Lewis and her colleagues at Gorilla Sports in San Francisco were seeing the "big plate of pasta look" all too often, so they decided to hold a workshop for indoor cycling students, to teach them about heart rate training and the use of cardio monitors, the latest high-tech gizmo allowing everyone from the fitness novice to the weekend triathelete to get a better, more efficient aerobic workout.
"I think it was really enlightening," says Lewis. "People realized that maybe they didn't need to work so hard." Instead of being worn out, many indoor cyclists reported feeling energized and refreshed after the class.
Tailoring your workout
Fitness experts say that to maximize the benefit of a cardiovascular workout, a person should raise his or her heart rate to between 50 and 70 percent of its maximum rate. The maximum number of beats per minute is estimated to be 220 minus the person's age. If you work below that level, your heart isn't getting the challenge it needs to get stronger. But if the heart is worked too hard, the body begins burning stored calories in a way that burns less fat and more muscle tissue.
Heart rate training, then, involves keeping track of your heart rate while you exercise. Taking a pulse while huffing and puffing away is hard, but cardio monitors can change that.

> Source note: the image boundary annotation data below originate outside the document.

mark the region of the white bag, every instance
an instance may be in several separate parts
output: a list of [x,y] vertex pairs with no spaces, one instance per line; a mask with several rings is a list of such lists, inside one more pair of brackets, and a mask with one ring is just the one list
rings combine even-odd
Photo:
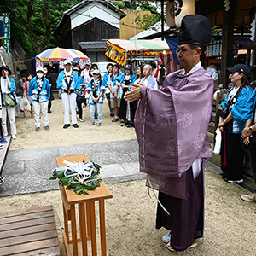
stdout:
[[28,102],[28,99],[26,97],[23,97],[21,102],[20,102],[20,110],[23,111],[30,111],[31,110],[31,107]]

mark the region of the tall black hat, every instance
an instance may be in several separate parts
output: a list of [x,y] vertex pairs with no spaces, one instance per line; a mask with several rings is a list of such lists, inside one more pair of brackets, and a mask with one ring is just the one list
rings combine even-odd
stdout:
[[6,66],[3,65],[3,66],[0,67],[0,77],[2,76],[2,70],[3,70],[3,69],[8,70],[9,76],[10,76],[10,75],[12,74],[12,72],[11,72],[11,70],[9,69],[9,67],[7,65],[6,65]]
[[198,15],[183,18],[179,31],[179,44],[206,45],[211,42],[212,24],[209,19]]

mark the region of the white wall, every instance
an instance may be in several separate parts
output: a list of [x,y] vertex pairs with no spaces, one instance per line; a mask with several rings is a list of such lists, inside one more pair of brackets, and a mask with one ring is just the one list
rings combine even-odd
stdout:
[[119,29],[120,28],[120,16],[117,13],[99,3],[91,3],[90,4],[78,9],[70,15],[71,29],[73,29],[95,17],[109,23]]

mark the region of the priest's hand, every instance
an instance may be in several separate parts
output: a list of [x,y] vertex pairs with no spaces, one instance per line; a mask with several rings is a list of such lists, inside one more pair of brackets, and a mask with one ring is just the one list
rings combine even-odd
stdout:
[[143,85],[138,83],[137,84],[131,84],[130,90],[125,95],[125,99],[129,102],[137,101],[142,98],[141,88]]

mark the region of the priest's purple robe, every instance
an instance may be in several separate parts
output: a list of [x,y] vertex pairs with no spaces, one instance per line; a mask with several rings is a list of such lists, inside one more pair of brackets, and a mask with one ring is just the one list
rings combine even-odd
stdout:
[[213,80],[202,67],[168,75],[160,90],[142,88],[135,127],[139,143],[140,172],[147,186],[159,190],[156,228],[172,230],[175,250],[188,248],[201,237],[204,226],[204,160],[194,179],[192,164],[209,158],[207,128],[212,119]]

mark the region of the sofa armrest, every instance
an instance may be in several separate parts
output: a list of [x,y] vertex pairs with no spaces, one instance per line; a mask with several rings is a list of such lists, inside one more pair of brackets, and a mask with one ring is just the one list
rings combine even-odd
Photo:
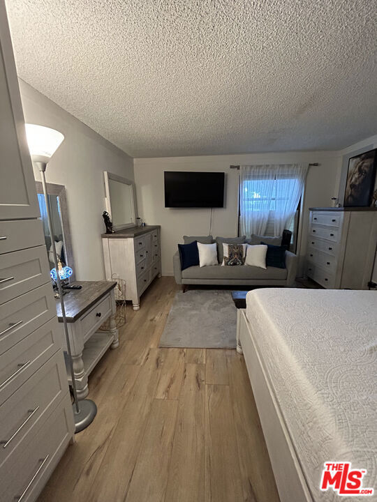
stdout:
[[174,277],[177,284],[182,284],[182,271],[181,270],[181,257],[177,251],[173,256]]
[[290,251],[286,251],[287,286],[293,286],[297,273],[298,257]]

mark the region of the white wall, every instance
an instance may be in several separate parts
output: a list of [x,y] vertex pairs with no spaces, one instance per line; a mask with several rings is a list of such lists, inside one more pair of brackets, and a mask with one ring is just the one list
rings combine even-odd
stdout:
[[[319,162],[308,173],[304,203],[303,234],[306,236],[309,208],[330,206],[337,194],[337,179],[340,157],[332,152],[289,152],[200,157],[170,157],[134,159],[135,181],[139,215],[148,225],[161,225],[162,273],[172,274],[172,255],[183,235],[208,235],[209,209],[170,209],[164,207],[164,171],[223,171],[226,174],[226,203],[214,209],[212,235],[235,236],[237,234],[238,172],[230,165]],[[300,254],[306,252],[306,236]]]
[[[103,171],[133,179],[133,159],[22,80],[20,89],[26,122],[51,127],[65,137],[46,179],[66,186],[76,279],[104,279]],[[40,179],[36,170],[34,176]]]

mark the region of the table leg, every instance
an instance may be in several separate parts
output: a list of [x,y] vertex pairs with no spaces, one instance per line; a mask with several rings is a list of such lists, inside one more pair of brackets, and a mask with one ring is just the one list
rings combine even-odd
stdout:
[[241,346],[241,342],[239,341],[239,330],[241,329],[241,309],[237,309],[237,331],[236,331],[236,339],[237,339],[237,351],[238,353],[244,353],[242,351],[242,347]]
[[82,352],[76,355],[72,354],[72,364],[73,365],[77,399],[84,399],[89,394],[89,387],[88,377],[84,376],[85,370],[82,360]]
[[110,349],[117,349],[119,347],[119,338],[118,330],[117,328],[117,323],[115,322],[115,316],[114,314],[110,318],[110,330],[109,331],[114,337],[114,340],[110,345]]

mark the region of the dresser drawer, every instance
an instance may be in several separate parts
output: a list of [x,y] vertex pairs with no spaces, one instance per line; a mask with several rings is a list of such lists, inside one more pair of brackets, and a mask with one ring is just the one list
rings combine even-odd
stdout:
[[141,294],[151,282],[151,270],[149,269],[138,279],[138,293]]
[[161,270],[161,265],[159,260],[154,261],[151,268],[151,278],[154,279],[154,277],[160,273]]
[[337,243],[329,242],[319,237],[311,237],[308,241],[308,248],[318,249],[334,257],[338,256],[339,246]]
[[84,342],[105,322],[111,312],[111,295],[109,293],[80,319]]
[[140,237],[135,237],[133,239],[133,248],[135,252],[137,252],[139,250],[145,248],[145,236],[140,236]]
[[0,468],[68,392],[64,358],[59,350],[0,406]]
[[0,221],[0,254],[45,244],[40,220]]
[[138,264],[147,257],[147,250],[145,249],[136,250],[135,251],[135,261]]
[[311,248],[308,252],[308,260],[335,275],[337,260],[334,257]]
[[0,356],[0,404],[61,347],[55,317]]
[[335,287],[335,280],[332,274],[328,273],[315,264],[308,261],[306,267],[306,275],[316,282],[325,288]]
[[145,259],[142,260],[141,261],[139,261],[138,264],[136,264],[136,277],[140,277],[143,273],[145,273],[145,271],[147,270],[147,261]]
[[332,242],[338,242],[339,230],[337,229],[326,228],[325,227],[317,227],[312,225],[310,229],[310,234],[316,237],[332,241]]
[[50,282],[45,245],[1,256],[0,303]]
[[15,502],[22,495],[22,502],[36,500],[73,436],[72,413],[66,394],[8,457],[0,468],[1,501]]
[[312,215],[312,223],[324,225],[325,227],[339,227],[341,225],[342,218],[343,215],[341,213],[313,211]]
[[0,354],[56,315],[51,283],[0,305]]

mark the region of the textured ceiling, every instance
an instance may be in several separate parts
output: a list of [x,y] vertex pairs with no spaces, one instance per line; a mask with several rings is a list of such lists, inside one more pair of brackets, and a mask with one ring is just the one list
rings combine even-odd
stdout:
[[376,0],[8,0],[19,75],[134,157],[377,132]]

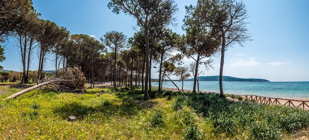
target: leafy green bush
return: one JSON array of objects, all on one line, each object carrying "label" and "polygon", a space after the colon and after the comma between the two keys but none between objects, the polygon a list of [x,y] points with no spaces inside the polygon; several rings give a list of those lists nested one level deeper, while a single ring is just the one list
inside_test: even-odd
[{"label": "leafy green bush", "polygon": [[30,108],[34,109],[38,109],[39,108],[39,107],[40,107],[39,104],[37,103],[34,103],[33,104],[31,105],[31,106],[30,106]]},{"label": "leafy green bush", "polygon": [[155,110],[154,115],[151,118],[150,124],[154,128],[162,127],[164,124],[163,118],[163,112],[160,110]]},{"label": "leafy green bush", "polygon": [[133,99],[129,96],[126,96],[122,98],[122,103],[130,103]]},{"label": "leafy green bush", "polygon": [[278,130],[270,128],[263,122],[252,123],[248,131],[249,137],[253,140],[280,140]]},{"label": "leafy green bush", "polygon": [[184,140],[203,140],[204,133],[198,126],[188,126],[184,131],[183,138]]},{"label": "leafy green bush", "polygon": [[112,101],[108,100],[104,100],[102,102],[102,105],[103,106],[110,106],[112,105]]},{"label": "leafy green bush", "polygon": [[179,96],[176,100],[172,104],[172,108],[174,110],[177,111],[181,109],[184,107],[184,104],[186,100],[186,96]]},{"label": "leafy green bush", "polygon": [[219,115],[213,120],[212,124],[216,133],[225,133],[228,136],[233,136],[236,132],[235,121],[228,115]]}]

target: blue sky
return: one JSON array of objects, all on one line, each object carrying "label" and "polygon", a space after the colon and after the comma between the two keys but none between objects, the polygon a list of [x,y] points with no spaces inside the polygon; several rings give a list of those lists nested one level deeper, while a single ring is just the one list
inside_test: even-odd
[{"label": "blue sky", "polygon": [[[128,37],[136,32],[135,20],[123,13],[117,15],[107,6],[108,0],[33,0],[33,5],[41,18],[66,27],[72,34],[83,34],[97,40],[108,32],[123,32]],[[177,27],[170,27],[182,35],[181,26],[185,14],[185,6],[195,5],[197,0],[175,0],[179,9],[175,15]],[[243,78],[261,78],[270,81],[309,81],[309,0],[272,0],[243,2],[249,18],[247,21],[251,41],[242,47],[237,45],[226,51],[224,75]],[[21,56],[13,41],[5,44],[6,59],[0,63],[4,69],[20,71]],[[214,68],[204,76],[219,75],[220,54],[216,54]],[[185,64],[192,60],[185,58]],[[38,69],[35,56],[31,69]],[[54,70],[47,62],[45,70]],[[153,78],[157,74],[153,70]],[[202,75],[200,75],[202,76]]]}]

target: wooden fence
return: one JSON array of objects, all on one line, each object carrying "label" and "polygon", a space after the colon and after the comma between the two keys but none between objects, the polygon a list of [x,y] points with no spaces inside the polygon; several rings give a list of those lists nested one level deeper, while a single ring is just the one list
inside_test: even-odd
[{"label": "wooden fence", "polygon": [[[154,88],[158,87],[157,86],[153,86]],[[162,87],[162,89],[177,92],[179,92],[178,90],[177,89],[173,88],[164,88]],[[190,90],[184,90],[183,92],[192,92],[192,91]],[[210,93],[210,92],[201,92],[200,93]],[[229,94],[229,95],[233,95],[233,94]],[[309,100],[296,100],[296,99],[286,99],[286,98],[272,98],[272,97],[264,97],[260,96],[254,95],[235,95],[237,96],[241,96],[243,97],[243,99],[246,99],[249,100],[254,100],[257,102],[260,103],[265,103],[265,104],[275,104],[275,105],[287,105],[290,106],[293,106],[295,107],[301,107],[304,109],[309,109]]]}]

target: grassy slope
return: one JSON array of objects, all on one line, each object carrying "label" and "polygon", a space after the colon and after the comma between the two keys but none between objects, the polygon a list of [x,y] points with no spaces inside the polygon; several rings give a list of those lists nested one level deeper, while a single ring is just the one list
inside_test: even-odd
[{"label": "grassy slope", "polygon": [[[0,98],[21,90],[0,87],[0,93],[6,94],[0,94]],[[214,113],[208,114],[211,112],[210,109],[209,111],[203,111],[198,108],[207,107],[210,104],[200,106],[198,105],[200,104],[198,101],[189,99],[196,97],[196,100],[203,100],[198,97],[174,95],[170,96],[172,99],[168,100],[168,96],[162,95],[144,101],[142,100],[143,95],[139,93],[96,89],[87,90],[87,93],[77,94],[36,90],[16,99],[0,100],[0,138],[6,140],[180,140],[190,137],[189,132],[204,139],[237,138],[245,140],[251,138],[249,128],[245,130],[244,127],[240,127],[239,120],[241,119],[236,118],[241,116],[237,115],[231,117],[233,119],[231,120],[233,122],[231,125],[226,123],[228,128],[232,126],[232,134],[229,131],[220,130],[223,127],[220,125],[225,123],[220,124],[220,117],[214,117],[215,115],[211,115]],[[227,102],[231,103],[227,104],[229,106],[240,110],[222,109],[220,112],[244,109],[238,103]],[[213,106],[205,108],[215,108]],[[271,112],[275,107],[265,106],[254,109]],[[280,108],[290,113],[294,111]],[[303,111],[297,110],[295,113]],[[260,111],[265,112],[263,110]],[[257,119],[253,122],[263,122],[261,118],[263,117],[261,116],[265,114],[259,114],[258,111],[257,113],[249,117]],[[218,113],[217,116],[221,116],[221,114]],[[67,121],[66,118],[70,115],[77,116],[77,121]],[[214,124],[219,124],[220,130],[214,127]],[[280,132],[281,139],[293,139],[295,137],[308,135],[307,133],[294,136],[294,131]]]}]

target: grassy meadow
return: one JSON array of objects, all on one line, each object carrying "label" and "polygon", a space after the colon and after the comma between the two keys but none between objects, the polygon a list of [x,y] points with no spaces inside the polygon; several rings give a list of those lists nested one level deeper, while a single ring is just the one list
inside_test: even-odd
[{"label": "grassy meadow", "polygon": [[[30,85],[0,86],[3,98]],[[153,90],[155,92],[155,90]],[[217,94],[141,89],[35,90],[0,100],[3,140],[308,140],[308,111],[233,101]],[[238,97],[239,100],[241,98]],[[68,116],[77,117],[70,122]]]}]

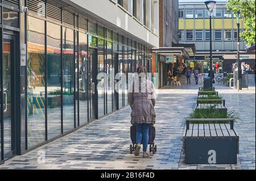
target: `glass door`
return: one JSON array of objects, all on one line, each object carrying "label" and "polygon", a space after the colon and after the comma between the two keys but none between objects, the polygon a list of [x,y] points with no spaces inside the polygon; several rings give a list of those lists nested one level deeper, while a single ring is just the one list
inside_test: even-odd
[{"label": "glass door", "polygon": [[[115,77],[115,75],[117,75],[118,73],[118,53],[114,53],[114,75]],[[117,110],[118,109],[118,92],[115,90],[115,85],[117,84],[117,82],[118,80],[115,79],[115,83],[113,86],[113,92],[114,94],[113,94],[113,111]]]},{"label": "glass door", "polygon": [[[4,38],[6,37],[4,36]],[[3,58],[2,62],[3,82],[3,121],[4,159],[7,159],[14,154],[14,111],[13,104],[13,66],[14,49],[14,39],[7,37],[3,39]]]},{"label": "glass door", "polygon": [[89,120],[92,121],[96,119],[97,111],[97,50],[89,49]]}]

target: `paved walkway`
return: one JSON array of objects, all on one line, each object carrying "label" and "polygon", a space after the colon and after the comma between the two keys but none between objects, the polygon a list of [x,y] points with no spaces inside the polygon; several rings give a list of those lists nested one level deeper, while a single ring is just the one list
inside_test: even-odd
[{"label": "paved walkway", "polygon": [[[237,94],[227,87],[216,86],[226,99],[228,108],[233,108],[242,117],[235,124],[240,136],[237,165],[184,164],[181,153],[184,123],[195,106],[198,86],[183,82],[181,87],[158,91],[155,125],[158,152],[154,155],[143,158],[129,154],[130,109],[126,107],[16,157],[0,166],[0,169],[255,169],[255,87]],[[44,151],[46,163],[39,163],[38,154]]]}]

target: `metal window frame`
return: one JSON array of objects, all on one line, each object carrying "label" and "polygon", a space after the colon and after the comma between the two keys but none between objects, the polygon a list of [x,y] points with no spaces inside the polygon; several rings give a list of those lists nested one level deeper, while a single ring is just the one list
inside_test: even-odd
[{"label": "metal window frame", "polygon": [[[217,10],[221,10],[220,12],[221,12],[221,16],[217,16]],[[221,19],[223,18],[223,9],[222,7],[217,7],[214,9],[214,13],[213,13],[213,16],[214,19]]]},{"label": "metal window frame", "polygon": [[[180,11],[182,11],[183,12],[183,16],[180,17]],[[185,18],[185,11],[184,9],[179,9],[179,19],[184,19]]]},{"label": "metal window frame", "polygon": [[[228,14],[229,16],[230,16],[230,17],[225,17],[225,11],[226,11],[226,12],[230,12],[230,14]],[[232,10],[229,11],[229,10],[228,10],[227,8],[224,8],[224,9],[223,9],[223,18],[225,18],[225,19],[230,19],[230,18],[232,18],[232,16],[233,16],[233,12],[232,12]]]},{"label": "metal window frame", "polygon": [[[197,10],[201,10],[202,11],[202,16],[199,18],[196,18],[196,11]],[[196,8],[195,9],[195,19],[203,19],[204,18],[204,9],[203,8]]]},{"label": "metal window frame", "polygon": [[[187,11],[192,11],[192,13],[193,13],[193,17],[192,18],[188,18],[187,17]],[[193,8],[188,8],[185,9],[185,18],[186,19],[194,19],[195,18],[195,12],[194,12],[194,9]]]},{"label": "metal window frame", "polygon": [[[202,33],[202,39],[197,39],[196,38],[196,33],[197,32],[201,32]],[[195,41],[203,41],[204,40],[204,33],[203,30],[195,30]]]},{"label": "metal window frame", "polygon": [[[216,32],[221,32],[221,38],[220,39],[216,39]],[[223,40],[223,32],[222,30],[214,30],[214,41],[221,41]]]},{"label": "metal window frame", "polygon": [[[189,40],[188,40],[188,38],[187,38],[187,32],[192,32],[192,36],[193,36],[193,38],[192,39],[189,39]],[[186,40],[186,41],[194,41],[194,40],[195,40],[195,39],[194,39],[194,30],[185,30],[185,40]]]},{"label": "metal window frame", "polygon": [[[226,32],[230,32],[230,38],[229,39],[226,39]],[[232,35],[232,30],[224,30],[224,41],[232,41],[232,37],[233,37],[233,35]]]}]

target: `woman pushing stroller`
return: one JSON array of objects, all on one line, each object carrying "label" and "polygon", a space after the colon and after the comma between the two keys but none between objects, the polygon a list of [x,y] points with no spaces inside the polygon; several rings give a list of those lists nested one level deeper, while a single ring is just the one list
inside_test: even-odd
[{"label": "woman pushing stroller", "polygon": [[146,68],[139,67],[137,73],[139,78],[133,82],[129,92],[130,106],[132,110],[131,123],[137,127],[134,155],[139,155],[142,143],[143,157],[145,158],[150,156],[147,153],[150,127],[155,124],[156,95],[153,83],[147,79]]}]

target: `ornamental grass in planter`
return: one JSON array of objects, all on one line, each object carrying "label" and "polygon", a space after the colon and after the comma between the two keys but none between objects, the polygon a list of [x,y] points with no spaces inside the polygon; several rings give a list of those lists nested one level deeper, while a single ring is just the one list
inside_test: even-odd
[{"label": "ornamental grass in planter", "polygon": [[[235,120],[240,120],[240,116],[239,113],[236,112],[235,111],[232,110],[228,112],[225,112],[224,111],[219,111],[213,107],[208,109],[197,109],[194,110],[193,112],[189,115],[188,119],[234,119]],[[192,123],[194,124],[207,124],[209,121],[202,121],[196,123]],[[217,121],[217,123],[213,123],[215,124],[228,124],[229,121],[225,121],[225,120],[222,121]]]}]

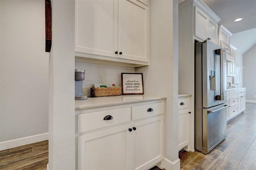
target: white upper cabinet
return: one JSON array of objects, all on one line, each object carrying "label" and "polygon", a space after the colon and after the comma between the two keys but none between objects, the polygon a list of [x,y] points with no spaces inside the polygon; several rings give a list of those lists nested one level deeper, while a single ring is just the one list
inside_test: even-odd
[{"label": "white upper cabinet", "polygon": [[219,39],[218,41],[218,44],[220,45],[220,41],[222,40],[228,44],[230,44],[230,37],[232,34],[228,29],[227,29],[223,25],[219,25],[218,26],[218,35]]},{"label": "white upper cabinet", "polygon": [[217,43],[217,23],[196,6],[194,11],[194,36],[200,40],[208,39]]},{"label": "white upper cabinet", "polygon": [[148,62],[147,5],[148,0],[76,0],[76,55]]},{"label": "white upper cabinet", "polygon": [[118,51],[120,58],[148,61],[148,11],[143,6],[126,0],[118,1]]}]

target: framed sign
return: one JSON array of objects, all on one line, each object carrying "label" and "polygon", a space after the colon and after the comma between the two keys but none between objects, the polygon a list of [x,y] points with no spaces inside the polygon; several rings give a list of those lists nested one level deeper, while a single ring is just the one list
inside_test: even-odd
[{"label": "framed sign", "polygon": [[227,54],[230,56],[231,55],[231,50],[230,44],[222,40],[220,40],[220,47],[226,50]]},{"label": "framed sign", "polygon": [[142,73],[121,73],[122,94],[143,94],[143,78]]}]

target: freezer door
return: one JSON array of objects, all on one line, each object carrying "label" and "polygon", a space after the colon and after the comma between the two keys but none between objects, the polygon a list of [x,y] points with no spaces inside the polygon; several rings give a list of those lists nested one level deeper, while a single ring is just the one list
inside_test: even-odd
[{"label": "freezer door", "polygon": [[222,105],[202,109],[202,148],[207,154],[227,136],[227,109]]},{"label": "freezer door", "polygon": [[208,108],[226,102],[226,52],[207,40],[202,53],[202,107]]}]

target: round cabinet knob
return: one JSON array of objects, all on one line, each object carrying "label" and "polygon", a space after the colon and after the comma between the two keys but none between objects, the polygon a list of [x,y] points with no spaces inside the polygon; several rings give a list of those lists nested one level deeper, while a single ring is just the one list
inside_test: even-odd
[{"label": "round cabinet knob", "polygon": [[147,111],[154,111],[154,110],[152,108],[150,108],[148,109],[148,110],[147,110]]}]

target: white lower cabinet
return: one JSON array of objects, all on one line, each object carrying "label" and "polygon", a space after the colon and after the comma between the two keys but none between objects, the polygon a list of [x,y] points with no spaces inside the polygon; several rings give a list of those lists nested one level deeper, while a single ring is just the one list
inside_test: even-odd
[{"label": "white lower cabinet", "polygon": [[131,169],[131,124],[78,137],[78,170]]},{"label": "white lower cabinet", "polygon": [[227,120],[230,120],[245,109],[246,90],[236,89],[227,92]]},{"label": "white lower cabinet", "polygon": [[161,115],[132,123],[132,169],[146,169],[164,158],[163,120]]},{"label": "white lower cabinet", "polygon": [[190,143],[190,98],[179,98],[178,103],[178,149],[180,150]]},{"label": "white lower cabinet", "polygon": [[[164,156],[164,103],[145,104],[101,107],[78,115],[78,169],[145,170],[161,162]],[[122,116],[117,114],[118,111]],[[112,119],[103,120],[106,117]],[[98,126],[86,127],[83,124],[88,119]]]}]

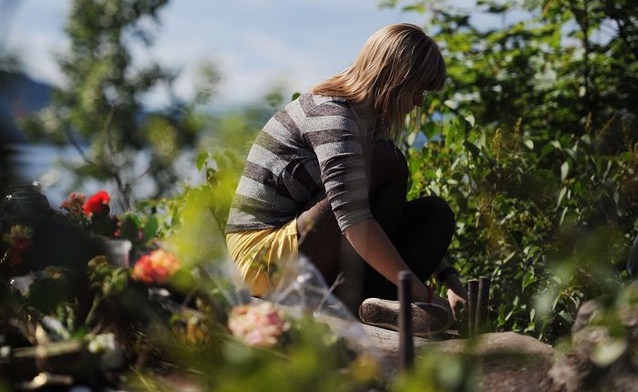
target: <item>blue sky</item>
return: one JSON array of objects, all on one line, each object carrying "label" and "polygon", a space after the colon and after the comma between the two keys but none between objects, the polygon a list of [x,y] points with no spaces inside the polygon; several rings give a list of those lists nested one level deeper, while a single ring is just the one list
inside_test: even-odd
[{"label": "blue sky", "polygon": [[[63,33],[71,0],[18,0],[3,28],[4,43],[17,52],[27,73],[62,83],[53,51],[64,50]],[[188,97],[203,62],[215,64],[222,82],[213,104],[260,101],[274,86],[303,91],[341,71],[366,38],[395,22],[423,24],[424,16],[380,10],[377,0],[173,0],[160,14],[161,27],[150,51],[136,58],[158,59],[181,70],[176,88]],[[3,23],[6,16],[0,17]],[[161,104],[163,95],[149,97]]]}]

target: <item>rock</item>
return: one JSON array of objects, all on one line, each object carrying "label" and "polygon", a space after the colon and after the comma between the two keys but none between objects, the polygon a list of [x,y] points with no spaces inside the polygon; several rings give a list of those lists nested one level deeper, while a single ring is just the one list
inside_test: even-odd
[{"label": "rock", "polygon": [[580,307],[571,347],[549,372],[552,391],[638,391],[637,300],[632,285]]}]

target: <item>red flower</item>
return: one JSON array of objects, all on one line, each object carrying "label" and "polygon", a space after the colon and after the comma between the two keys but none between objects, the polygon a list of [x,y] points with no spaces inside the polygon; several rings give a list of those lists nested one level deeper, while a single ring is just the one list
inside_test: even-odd
[{"label": "red flower", "polygon": [[133,279],[146,283],[164,283],[180,268],[179,260],[163,249],[140,257],[133,267]]},{"label": "red flower", "polygon": [[108,215],[110,197],[106,191],[99,191],[95,195],[89,197],[89,199],[82,206],[82,211],[88,217],[93,215]]}]

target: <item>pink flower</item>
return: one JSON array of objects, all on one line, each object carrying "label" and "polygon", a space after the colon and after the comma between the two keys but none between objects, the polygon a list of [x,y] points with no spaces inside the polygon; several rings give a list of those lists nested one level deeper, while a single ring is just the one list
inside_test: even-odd
[{"label": "pink flower", "polygon": [[84,214],[88,217],[92,217],[93,215],[108,215],[110,212],[109,201],[109,194],[104,190],[99,191],[89,197],[82,206],[82,211],[84,211]]},{"label": "pink flower", "polygon": [[273,347],[288,328],[289,323],[270,302],[237,306],[228,318],[231,334],[251,346]]},{"label": "pink flower", "polygon": [[180,261],[163,249],[140,257],[133,267],[133,279],[146,283],[164,283],[181,267]]}]

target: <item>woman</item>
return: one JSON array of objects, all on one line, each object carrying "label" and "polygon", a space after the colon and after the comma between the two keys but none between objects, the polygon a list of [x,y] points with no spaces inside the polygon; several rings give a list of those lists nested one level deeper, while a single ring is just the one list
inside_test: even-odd
[{"label": "woman", "polygon": [[[346,70],[268,121],[227,222],[229,252],[253,295],[272,290],[277,267],[301,253],[328,282],[341,274],[339,293],[350,305],[396,299],[400,271],[410,271],[416,302],[444,301],[423,283],[432,274],[448,287],[452,310],[465,301],[443,259],[452,211],[437,197],[406,202],[407,164],[393,142],[405,116],[445,78],[434,41],[418,26],[394,24],[374,33]],[[367,300],[361,318],[396,327],[374,319],[392,318],[394,305]],[[432,310],[413,310],[425,308]]]}]

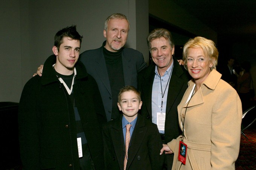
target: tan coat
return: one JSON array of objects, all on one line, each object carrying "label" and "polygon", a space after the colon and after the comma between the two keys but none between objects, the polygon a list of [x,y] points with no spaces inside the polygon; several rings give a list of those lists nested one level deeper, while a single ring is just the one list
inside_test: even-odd
[{"label": "tan coat", "polygon": [[180,136],[168,144],[174,151],[172,169],[235,169],[239,152],[242,106],[235,90],[221,76],[213,70],[191,99],[185,115],[185,102],[195,84],[193,80],[189,82],[178,106],[181,129],[185,115],[186,164],[181,165],[178,160]]}]

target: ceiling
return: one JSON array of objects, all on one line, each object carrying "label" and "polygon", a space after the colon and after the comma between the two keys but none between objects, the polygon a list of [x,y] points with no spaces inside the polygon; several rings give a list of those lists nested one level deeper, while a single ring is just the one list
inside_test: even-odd
[{"label": "ceiling", "polygon": [[215,30],[218,37],[256,38],[256,0],[172,1]]}]

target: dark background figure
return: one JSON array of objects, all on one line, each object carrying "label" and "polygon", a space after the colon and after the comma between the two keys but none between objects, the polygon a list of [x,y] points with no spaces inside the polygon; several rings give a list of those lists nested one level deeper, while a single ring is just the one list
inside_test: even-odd
[{"label": "dark background figure", "polygon": [[235,64],[234,58],[230,57],[227,60],[227,64],[217,67],[217,70],[222,74],[221,79],[227,82],[235,89],[237,85],[237,77],[235,75],[237,68]]},{"label": "dark background figure", "polygon": [[250,93],[251,84],[252,80],[251,75],[250,72],[251,64],[248,61],[241,63],[241,71],[238,76],[237,91],[241,99],[243,112],[252,106],[253,102],[251,100]]}]

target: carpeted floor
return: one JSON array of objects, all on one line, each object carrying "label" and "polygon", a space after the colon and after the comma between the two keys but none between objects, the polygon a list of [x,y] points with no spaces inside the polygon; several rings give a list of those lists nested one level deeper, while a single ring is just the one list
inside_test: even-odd
[{"label": "carpeted floor", "polygon": [[236,170],[256,170],[256,128],[246,129],[244,134],[248,139],[241,135]]}]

Lewis hopes one day to offer indoor cycling classes especially for people equipped with monitors. That may be possible if monitors continue dropping in price. The most popular models -- which range in price from about $60 to $260 -- include a strap you wear around the rib cage while exercising. The strap transmits a radio signal to a wristwatch-like device that displays your heart rate.
As the price range suggests, cardio monitors can come with a lot of bells and whistles. The simplest model offers a continuous display of the number of beats per minute. Mid-range models calculate the time spent in the target heart rate zone, double as a stopwatch and remind their owners after three dormant days that it's time to get moving again. High-end models can be synchronized with a personal computer, calculate maximum heart rate and display the average heart rate for each lap.
Professional fine-tuning
Heart rate training is an old idea, says Mike Gostigian, an Olympic pentathlete and personal trainer in New York City. "It's the way elite athletes have always trained." Gostigian uses the monitors in his own training and with his clients. "With heart rate training, you're more in touch with what's going on in your body," he says. If cardiovascular fitness is your goal, then working without a heart rate monitor "is like driving a car without a speedometer."
Gostigian feels people need cardio monitors to keep from overdoing it. To recovery properly from exercise, he says, 90 percent of your workout should be at between 50 and 70 percent of your maximum heart. "Over-training is a chronic problem," Gostigian says. "Your body has to take time to heal."
But using the monitors properly takes discipline. One of Gostigian's clients, marathoner Anne Katzenbach, had a hard time at first. "It frustrated us," Katzenbach says. "It forced us to run slower than we wanted to run, to keep our heart rate down."
But the patience paid off. After about five weeks, she was running faster but at the same heart rate. And, Katzenbach adds, "it made the training more interesting."